Ukraine Set to Join NATO Cyber Hub

A NATO-affiliated cyber defense center has voted to admit Ukraine as a participant in a move likely to anger Russia and bring its western neighbor closer to the military organization.

The Cooperative Cyber Defence Centre of Excellence (CCDCOE) said Ukraine would become a “contributing participant” alongside other non-NATO member countries, including Sweden, Finland, South Korea and Switzerland.

“Capability and knowledge comes from experience, and Ukraine definitely has valuable experience from previous cyber-attacks to provide significant value to the NATO CCDCOE,” said Estonia’s minister of defense, Kalle Laanet.

“Estonia as a host nation of the CCDCOE has been a long-term partner for Ukraine in enhancing its cybersecurity capacity and cyber-resilience and we welcome the decision of the members of CCDCOE agreeing to Ukraine’s membership.”

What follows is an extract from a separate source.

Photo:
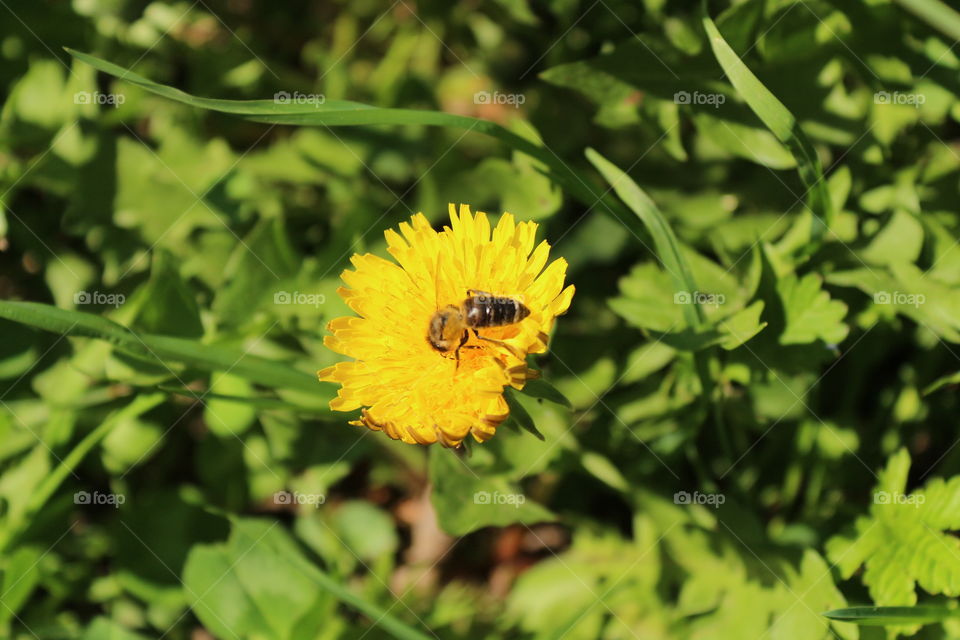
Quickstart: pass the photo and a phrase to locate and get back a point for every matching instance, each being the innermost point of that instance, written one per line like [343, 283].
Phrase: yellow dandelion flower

The CCDCOE was founded in 2008 after a series of massive cyber-attacks in Estonia the year before crippled the country for weeks. The campaign was blamed on Russian hackers.

The center is billed as a knowledge hub, research institution, and training facility focused on interdisciplinary applied research, consulting, training and exercises in cybersecurity.

The move will likely be met with fury in the Kremlin, which repeatedly called out ‘NATO aggression’ as a justification for its invasion of Ukraine.

In related news, Amazon on Friday claimed to have detected cyber-attacks trying to disrupt medical supplies, food and clothing relief destined for civilians trapped in Ukraine and under fire from Russian artillery.

Although these specific attacks were launched from non-state actors, there has also been a surge in activity from groups known to be tied to nation-states, the tech giant said.

“For several weeks, we have been partnering closely with Ukrainian IT organizations to fend off attacks and working with organizations in Ukraine, and around the world, to share real-time, relevant intelligence,” Amazon explained in a blog post.

“As a result, our teams have seen new malware signatures and activity from a number of state actors we monitor. As this activity has ramped up, our teams and technologies detected the threats, learned the patterns, and placed remediation tools directly into the hands of customers.”